According to a second aspect of the present invention, in the first aspect of the present invention, a direct current is applied to the secondary coil of the inductor so that the relative phase between the drive voltage and the drive current output from the drive circuit becomes "0". By providing the common matching means for setting the power factor of the output of the drive circuit to "1" by controlling the current by the PLL, even if the resonance frequency of the piezoelectric vibrator changes, the piezoelectric vibrator and the drive circuit Automatically adjusts the power factor to "1", which can prevent the output of the piezoelectric vibrator from decreasing and contribute to power saving and efficiency improvement. Is.

[Brief description of drawings]

FIG. 1 is a block diagram showing an embodiment of the invention described in claim 1.
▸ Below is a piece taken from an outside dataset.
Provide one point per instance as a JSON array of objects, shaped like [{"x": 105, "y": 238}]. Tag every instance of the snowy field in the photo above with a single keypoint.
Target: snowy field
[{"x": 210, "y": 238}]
FIG. 2 is a block diagram showing an embodiment of the invention described in claim 2.

[Explanation of symbols]

 1,17 Ultrasonic wave generator 5 Drive circuit 7 Inductor 8 Piezoelectric vibrator 10 Core 11 Secondary coil 12,18 Shared matching means

Claims (2)

[Claims] 1. A drive circuit is connected to a piezoelectric vibrator through an inductor for common matching, and a self-capacitance of the piezoelectric vibrator driven at a resonance frequency by drive power output from the drive circuit is set to the inductor. In an ultrasonic generator that compensates with an inductance to achieve joint matching, the primary coil located on the core forms the inductor, and the secondary coil sharing the core with the inductor has a variable current value. An ultrasonic wave generator comprising a common matching means for applying a free direct current to vary the inductance of the inductor. 2. The output of the drive circuit is controlled by PLL control of the direct current supplied to the secondary coil of the inductor so that the relative phase between the drive voltage and the drive current output by the drive circuit becomes “0”. The ultrasonic generator according to claim 1, further comprising a common matching means for setting the power factor to "1".